L字のクイックリリースプレートとレリーズケーブルを追加しました。三脚はその辺にあった200円くらいのやつに余っていた小さい自由雲台付けて、プレートにオマケで付いてきたアルカスイスのプレートを乗せた即席品なので改善の余地がありますが・・・あと、レンズ保護用のUVフィルターも装着。

L字プレートは、よくAmazonで売っている汎用品です。このカメラ専用のは流石に出ていません。まあ、千円ちょいの割に作りは良好。
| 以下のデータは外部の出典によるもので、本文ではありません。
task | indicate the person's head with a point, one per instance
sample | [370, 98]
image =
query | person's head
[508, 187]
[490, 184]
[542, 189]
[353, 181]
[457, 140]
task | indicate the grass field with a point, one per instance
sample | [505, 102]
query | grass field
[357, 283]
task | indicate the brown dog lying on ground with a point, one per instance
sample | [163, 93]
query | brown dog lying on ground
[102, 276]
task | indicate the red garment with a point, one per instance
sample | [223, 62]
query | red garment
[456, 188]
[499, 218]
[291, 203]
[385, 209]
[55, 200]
レリーズケーブルはコンパクトカメラのdp quattroでも使える奴です。fpからは違うレリーズケーブルに成っていますね、流用できないのかもしれません。こちらは定価4000円くらいですが、だいたい実売3000円くらいで買えます。プラですがsd quattroの表面と同じようなザラザラした感じの仕上げで悪く無いですが、純正品としては安い方とは言え、普通のメーカーのカメラなら互換品のケーブルレリーズが千円くらいで買えるので・・・うーん。



s-P1002423.jpg
そんなわけで、事務所のバーコーナーで撮影。照明を点けていても結構薄暗いです。

かなり暗くて、マイクロフォーサーズなのに普通に撮れるルミックスG9.……

本編と話題は変わりますが、G9に限らずルミックスシリーズは凄く良いです。おススメ。何がお勧めか、電気屋で触れば解ります〈今は伝染病の問題があるのでダメですが〉。本当に使いやすい。特に設定まわり。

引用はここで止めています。